In light of the foregoing, the petitioner's request for relief pursuant to CPLR article 78 must be denied, and the petition must be dismissed.
A declaratory judgment action is not an appropriate procedural vehicle for challenging the administrative determination in question, and the matter is properly prosecuted only as a CPLR article 78 proceeding (see Matter of Potter v Town Bd. of Town of Aurora, 60 A.D.3d 1333, 1334 [4th Dept 2009]; see also Matter of Legacy at Fairways, LLC v McAdoo, 67 A.D.3d 1460, 1461 [4th Dept 2009]; Rosenthal v City of New York, 283 A.D.2d 156, 158 [1st Dept 2001]; Matter of Schiavone Constr. Co. v McGough, 112 A.D.2d 81,82 [1st Dept 1985]). While denominated a declaratory judgment cause of action by the petitioner, that cause of action essentially challenges DOB's interpretation of the applicable regulation as violative of lawful procedure for failure to comply with CAPA, a claim properly asserted only pursuant to CPLR 7803(3) (see generally ABC Radio Network v State Dept, of Taxation and Fin., 294 A.D.2d 213, 214 [1st Dept 2002] ["(T)he essential nature of a proceeding may not be changed . .. merely by denominating it as something other than what is actually is ... . Although the instant action was denominated as one for a declaratory judgment, it was, in fact, an action cognizable under CPLR 7803(3)"]). Hence, the respondents' motion to dismiss the declaratory judgment cause of action for failure to state a cause of action must be granted (cf. Matter of Tilcon N.Y., Inc. v Town of Poughkeepsie, 87 A.D.3d 1148, 1150 [2d Dept 2011], quoting Hoffman v City of Syracuse, 2 N.Y.2d 484, 487 [1957] [a court may reach '"the merits of a properly pleaded cause of action for a declaratory judgment upon a motion to dismiss for failure to state a cause of action where 'no questions of fact are presented (by the controversy)'"]). In any event, as explained above, the DOB, in interpreting its existing regulation, did not promulgate a new rule establishing a new deadline for the completion of necessary training, and did not violate CAPA.

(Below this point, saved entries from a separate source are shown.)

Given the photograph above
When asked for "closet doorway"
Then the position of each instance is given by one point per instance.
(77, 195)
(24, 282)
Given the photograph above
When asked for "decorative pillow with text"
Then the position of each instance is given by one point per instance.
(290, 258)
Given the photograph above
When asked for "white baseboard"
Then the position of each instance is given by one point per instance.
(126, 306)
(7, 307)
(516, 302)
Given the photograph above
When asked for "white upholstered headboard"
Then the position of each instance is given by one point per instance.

Accordingly, it is, ORDERED that the petition (MOT SEQ 001) is denied; and it is, ADJUDGED that the proceeding is dismissed; and it is further, ORDERED that the respondents' motion to dismiss the declaratory judgment cause of action, as set forth in the petition/complaint (MOT SEQ 002), is granted; and it is, ADJUDGED that the declaratory judgment cause of action, as set forth in the petition/complaint, is dismissed.
This constitutes the Decision, Order, and Judgment of the court.